Varias organizaciones de saco han acostado raíces en la ciudad.

“La parentela viene a nosotros en chanclas y sin chaqueta cuando hay temperaturas gélidas”, dijo un provocador de No Name Kitchen, que brinda afluencia humanitaria. Ella se negó a ser identificada por temor a represalias por parte de las autoridades.

Su trabajo no es ilegal, pero la migración está enormemente criminalizada y estos grupos no quieren convocar la atención innecesariamente, explican los voluntarios. A menudo ayudan simplemente repartiendo ropa de amparo.

“Bosnia se ha convertido en el vertedero de inmigrantes de Europa”, añadió.

La ciudad fronteriza de Bihac, donde muchos inmigrantes quedan varados intentando llegar a la UE-1775038890
La ciudad fronteriza de Bihac, donde muchos inmigrantes quedan varados intentando conseguir a la UE (Kate McMahon/Al Jazeera)

Al principio, los residentes de Bihac se mostraron complacientes, pero parte de esa buena voluntad se ha desvanecido y ha sido reemplazada por la ira contra los funcionarios de la UE por no hacer más. La nación todavía se está recuperando de una sangrienta erradicación de hace tres décadas. Ahora igualmente soporta el peso de las políticas migratorias de Europa y tiene pocos capital de sobra.

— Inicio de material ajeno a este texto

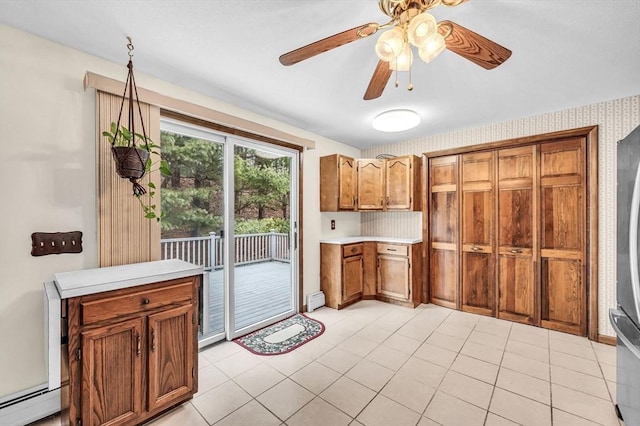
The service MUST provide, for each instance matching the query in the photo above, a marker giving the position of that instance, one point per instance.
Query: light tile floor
(381, 364)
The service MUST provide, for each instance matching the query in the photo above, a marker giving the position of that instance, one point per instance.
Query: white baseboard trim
(30, 409)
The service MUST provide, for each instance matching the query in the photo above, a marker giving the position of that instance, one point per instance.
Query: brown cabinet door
(393, 277)
(369, 270)
(370, 184)
(347, 183)
(563, 234)
(337, 183)
(111, 373)
(443, 249)
(517, 235)
(399, 183)
(352, 278)
(170, 346)
(478, 212)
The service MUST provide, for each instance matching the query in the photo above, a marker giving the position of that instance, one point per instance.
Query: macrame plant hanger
(131, 161)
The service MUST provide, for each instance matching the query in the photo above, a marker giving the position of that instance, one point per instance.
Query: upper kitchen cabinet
(403, 183)
(337, 183)
(370, 184)
(371, 193)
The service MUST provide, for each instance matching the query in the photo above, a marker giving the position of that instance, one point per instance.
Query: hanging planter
(131, 150)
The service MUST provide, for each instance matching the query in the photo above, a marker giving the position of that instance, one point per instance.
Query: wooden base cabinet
(399, 273)
(370, 270)
(512, 230)
(341, 273)
(132, 352)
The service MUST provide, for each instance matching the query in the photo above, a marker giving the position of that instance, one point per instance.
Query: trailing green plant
(123, 137)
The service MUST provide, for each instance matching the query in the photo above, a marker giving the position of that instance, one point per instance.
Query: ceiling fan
(410, 25)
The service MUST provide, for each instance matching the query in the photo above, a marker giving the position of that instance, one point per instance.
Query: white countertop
(89, 281)
(359, 239)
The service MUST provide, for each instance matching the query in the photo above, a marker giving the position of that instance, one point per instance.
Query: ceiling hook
(130, 47)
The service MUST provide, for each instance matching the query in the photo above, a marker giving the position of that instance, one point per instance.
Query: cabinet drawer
(352, 250)
(127, 304)
(395, 249)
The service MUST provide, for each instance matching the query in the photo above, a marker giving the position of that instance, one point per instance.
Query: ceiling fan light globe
(389, 44)
(404, 60)
(421, 28)
(432, 48)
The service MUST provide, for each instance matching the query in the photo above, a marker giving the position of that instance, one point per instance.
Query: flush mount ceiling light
(396, 120)
(410, 26)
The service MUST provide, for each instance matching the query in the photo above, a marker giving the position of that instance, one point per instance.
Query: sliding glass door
(262, 287)
(232, 199)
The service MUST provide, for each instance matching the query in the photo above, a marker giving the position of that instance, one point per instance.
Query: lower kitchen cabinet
(399, 273)
(341, 273)
(133, 352)
(367, 270)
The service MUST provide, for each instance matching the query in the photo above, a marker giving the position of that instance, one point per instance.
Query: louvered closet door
(517, 235)
(478, 212)
(443, 208)
(563, 235)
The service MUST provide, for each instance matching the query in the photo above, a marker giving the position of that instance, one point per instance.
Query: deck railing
(208, 251)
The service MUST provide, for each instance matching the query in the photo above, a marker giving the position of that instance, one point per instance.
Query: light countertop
(359, 239)
(90, 281)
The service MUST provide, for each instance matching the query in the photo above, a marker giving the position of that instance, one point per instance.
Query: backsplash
(616, 119)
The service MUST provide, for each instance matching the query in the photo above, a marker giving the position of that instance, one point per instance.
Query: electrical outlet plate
(44, 243)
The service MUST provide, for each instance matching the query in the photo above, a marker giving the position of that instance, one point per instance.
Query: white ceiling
(566, 53)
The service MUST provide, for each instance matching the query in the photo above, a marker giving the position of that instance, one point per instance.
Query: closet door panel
(478, 211)
(518, 291)
(516, 288)
(563, 225)
(443, 245)
(443, 277)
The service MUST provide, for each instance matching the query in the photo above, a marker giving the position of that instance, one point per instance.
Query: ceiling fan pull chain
(397, 83)
(410, 86)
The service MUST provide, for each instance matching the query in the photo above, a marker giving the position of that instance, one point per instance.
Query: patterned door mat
(283, 336)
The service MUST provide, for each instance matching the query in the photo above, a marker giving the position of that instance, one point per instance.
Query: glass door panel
(264, 285)
(193, 205)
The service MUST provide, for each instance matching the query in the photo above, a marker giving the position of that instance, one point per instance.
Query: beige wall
(615, 119)
(47, 148)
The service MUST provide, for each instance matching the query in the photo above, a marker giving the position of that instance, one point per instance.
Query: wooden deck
(263, 290)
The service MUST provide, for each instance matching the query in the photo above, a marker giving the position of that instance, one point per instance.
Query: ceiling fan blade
(472, 46)
(328, 43)
(378, 81)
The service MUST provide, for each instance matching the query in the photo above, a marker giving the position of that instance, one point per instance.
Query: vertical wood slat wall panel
(124, 234)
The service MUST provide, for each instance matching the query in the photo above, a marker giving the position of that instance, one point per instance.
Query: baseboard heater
(315, 300)
(33, 404)
(29, 406)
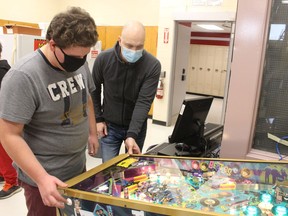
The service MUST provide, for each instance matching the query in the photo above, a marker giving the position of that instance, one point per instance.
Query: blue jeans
(111, 144)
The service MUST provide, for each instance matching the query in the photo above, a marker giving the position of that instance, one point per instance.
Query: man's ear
(52, 45)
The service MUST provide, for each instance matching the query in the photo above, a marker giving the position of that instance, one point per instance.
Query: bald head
(133, 35)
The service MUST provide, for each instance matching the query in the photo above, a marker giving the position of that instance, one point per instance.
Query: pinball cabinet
(145, 185)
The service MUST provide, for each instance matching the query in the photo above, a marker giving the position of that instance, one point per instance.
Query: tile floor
(156, 134)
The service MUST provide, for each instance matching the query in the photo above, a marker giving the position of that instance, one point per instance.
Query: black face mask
(71, 63)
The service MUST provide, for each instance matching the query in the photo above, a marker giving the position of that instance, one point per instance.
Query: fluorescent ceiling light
(210, 27)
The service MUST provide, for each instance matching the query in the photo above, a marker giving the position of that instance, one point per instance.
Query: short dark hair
(75, 27)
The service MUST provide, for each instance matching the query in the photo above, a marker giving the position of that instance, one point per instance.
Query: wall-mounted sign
(166, 35)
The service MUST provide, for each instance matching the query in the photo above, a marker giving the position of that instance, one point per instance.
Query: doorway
(207, 71)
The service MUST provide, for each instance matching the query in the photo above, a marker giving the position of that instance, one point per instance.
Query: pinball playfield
(154, 185)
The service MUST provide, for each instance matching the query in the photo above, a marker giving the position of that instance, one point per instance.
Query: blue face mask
(131, 55)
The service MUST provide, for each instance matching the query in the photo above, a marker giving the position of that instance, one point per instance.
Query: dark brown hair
(75, 27)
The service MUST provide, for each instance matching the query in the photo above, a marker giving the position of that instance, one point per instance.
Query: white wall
(29, 10)
(108, 12)
(171, 10)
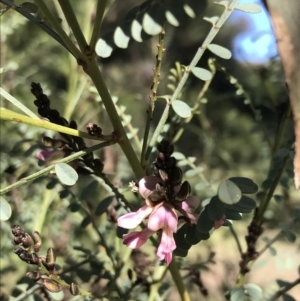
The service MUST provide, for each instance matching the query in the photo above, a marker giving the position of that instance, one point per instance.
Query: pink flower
(162, 214)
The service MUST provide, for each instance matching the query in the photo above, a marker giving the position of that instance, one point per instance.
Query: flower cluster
(167, 200)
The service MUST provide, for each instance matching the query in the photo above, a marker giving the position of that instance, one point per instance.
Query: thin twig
(49, 168)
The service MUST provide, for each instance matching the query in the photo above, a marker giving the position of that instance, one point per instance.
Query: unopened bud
(74, 289)
(37, 241)
(50, 259)
(184, 191)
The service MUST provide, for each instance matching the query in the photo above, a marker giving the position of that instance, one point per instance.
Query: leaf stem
(101, 4)
(41, 123)
(49, 168)
(236, 239)
(96, 76)
(153, 96)
(18, 104)
(178, 281)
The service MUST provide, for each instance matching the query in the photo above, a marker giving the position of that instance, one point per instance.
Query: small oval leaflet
(66, 174)
(103, 205)
(252, 8)
(253, 291)
(237, 294)
(202, 73)
(181, 108)
(220, 51)
(229, 192)
(5, 209)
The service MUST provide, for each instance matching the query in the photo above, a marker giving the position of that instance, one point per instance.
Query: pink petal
(133, 219)
(147, 185)
(136, 239)
(167, 246)
(163, 217)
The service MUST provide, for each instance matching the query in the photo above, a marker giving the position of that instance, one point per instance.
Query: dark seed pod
(74, 289)
(176, 176)
(50, 259)
(130, 274)
(184, 191)
(34, 258)
(163, 175)
(34, 275)
(37, 241)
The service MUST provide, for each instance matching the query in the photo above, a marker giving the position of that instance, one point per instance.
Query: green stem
(41, 123)
(236, 239)
(158, 129)
(198, 100)
(264, 204)
(36, 21)
(49, 168)
(211, 35)
(73, 23)
(18, 104)
(213, 32)
(98, 21)
(173, 268)
(153, 96)
(96, 76)
(54, 23)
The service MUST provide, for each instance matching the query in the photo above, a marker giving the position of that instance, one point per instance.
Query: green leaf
(249, 8)
(181, 108)
(30, 7)
(204, 223)
(216, 209)
(237, 294)
(86, 221)
(5, 209)
(253, 291)
(245, 184)
(290, 236)
(191, 237)
(103, 205)
(229, 192)
(220, 51)
(120, 38)
(202, 73)
(212, 20)
(286, 297)
(66, 174)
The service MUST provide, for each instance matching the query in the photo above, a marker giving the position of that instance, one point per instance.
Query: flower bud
(74, 289)
(184, 191)
(37, 241)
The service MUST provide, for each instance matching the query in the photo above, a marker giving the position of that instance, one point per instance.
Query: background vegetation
(234, 133)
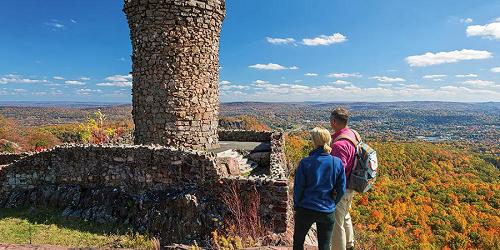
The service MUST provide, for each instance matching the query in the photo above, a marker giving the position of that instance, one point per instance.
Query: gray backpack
(364, 172)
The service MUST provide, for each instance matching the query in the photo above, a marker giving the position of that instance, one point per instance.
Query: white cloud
(20, 90)
(466, 76)
(87, 91)
(490, 30)
(10, 78)
(115, 84)
(271, 66)
(117, 81)
(324, 40)
(429, 58)
(73, 82)
(341, 82)
(55, 24)
(344, 75)
(480, 83)
(280, 41)
(329, 92)
(388, 79)
(230, 87)
(466, 20)
(260, 82)
(119, 78)
(384, 85)
(433, 76)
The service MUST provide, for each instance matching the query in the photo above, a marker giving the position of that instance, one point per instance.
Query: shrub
(242, 226)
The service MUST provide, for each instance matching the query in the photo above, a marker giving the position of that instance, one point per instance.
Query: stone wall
(131, 168)
(175, 194)
(7, 158)
(175, 71)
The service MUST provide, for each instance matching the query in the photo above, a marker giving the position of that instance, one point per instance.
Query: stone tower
(175, 71)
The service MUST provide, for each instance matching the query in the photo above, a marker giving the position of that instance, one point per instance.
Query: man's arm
(340, 150)
(298, 185)
(340, 183)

Sin secuestro, la inmensa mayoría de los inmigrantes hablan positivamente de Bosnia y su parentela, que a menudo llevan y llevan ropa a las personas devueltas por la fuerza desde la frontera.

“La parentela en Bosnia es muy amable, a diferencia de Croacia. Estoy seguro de que hay buenos croatas, pero todavía no he conocido a nadie”, dice Yaseen, un tunecino de 21 primaveras, que dijo que los guardias croatas lo golpearon en la inicio hasta causarle una conmoción cerebral. “Pueden golpearme en los brazos, claro, pero ¿por qué tienen que atacarme la inicio?”

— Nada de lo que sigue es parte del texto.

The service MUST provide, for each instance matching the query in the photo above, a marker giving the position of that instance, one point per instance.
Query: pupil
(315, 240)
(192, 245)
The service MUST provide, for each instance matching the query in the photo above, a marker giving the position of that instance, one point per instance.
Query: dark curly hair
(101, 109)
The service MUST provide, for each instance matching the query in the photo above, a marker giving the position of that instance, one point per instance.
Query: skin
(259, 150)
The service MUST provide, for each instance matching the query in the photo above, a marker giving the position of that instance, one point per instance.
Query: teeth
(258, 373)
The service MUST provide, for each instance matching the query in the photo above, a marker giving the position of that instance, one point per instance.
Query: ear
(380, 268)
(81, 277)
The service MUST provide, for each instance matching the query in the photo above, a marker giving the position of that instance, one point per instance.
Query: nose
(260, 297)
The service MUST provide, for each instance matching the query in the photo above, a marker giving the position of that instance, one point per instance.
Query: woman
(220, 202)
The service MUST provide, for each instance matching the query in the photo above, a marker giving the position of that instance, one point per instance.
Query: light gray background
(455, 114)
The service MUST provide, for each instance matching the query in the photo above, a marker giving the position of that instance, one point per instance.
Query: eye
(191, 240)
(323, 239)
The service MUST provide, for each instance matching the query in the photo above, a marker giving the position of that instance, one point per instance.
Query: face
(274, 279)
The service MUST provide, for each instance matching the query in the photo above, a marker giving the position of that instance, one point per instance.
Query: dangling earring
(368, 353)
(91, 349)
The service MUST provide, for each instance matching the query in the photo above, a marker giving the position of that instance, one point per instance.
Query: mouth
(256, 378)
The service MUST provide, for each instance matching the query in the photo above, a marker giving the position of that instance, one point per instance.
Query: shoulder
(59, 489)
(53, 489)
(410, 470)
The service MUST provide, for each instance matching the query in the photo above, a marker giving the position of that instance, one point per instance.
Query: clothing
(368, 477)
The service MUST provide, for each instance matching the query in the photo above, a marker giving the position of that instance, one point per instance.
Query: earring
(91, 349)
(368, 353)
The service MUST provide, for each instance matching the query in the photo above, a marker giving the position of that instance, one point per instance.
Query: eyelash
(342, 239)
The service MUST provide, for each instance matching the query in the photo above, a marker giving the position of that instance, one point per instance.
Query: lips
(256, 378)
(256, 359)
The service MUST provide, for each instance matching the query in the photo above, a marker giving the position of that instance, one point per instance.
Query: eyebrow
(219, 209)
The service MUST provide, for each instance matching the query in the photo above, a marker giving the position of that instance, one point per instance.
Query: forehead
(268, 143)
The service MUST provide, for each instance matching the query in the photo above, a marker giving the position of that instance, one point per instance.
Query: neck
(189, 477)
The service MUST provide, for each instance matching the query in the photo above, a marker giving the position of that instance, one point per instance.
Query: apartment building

Todos planean intentar otro cruce pronto: algunos lo intentarán a pie, otros se esconderán debajo de los camiones.

Hamid, el marroquí herido, intentó de nuevo cruzar recientemente, insistiendo en intentar el alucinación solo a través de las montañas. Adecuado a sus rodillas, resbaló y cayó sobre el hielo. Regresó a Bihac, inmovilizado por un esguince de tobillo y durmiendo en un sótano.

“Cada uno tiene su vida; esta es mi vida”, dice. “¿Qué puedo hacer?”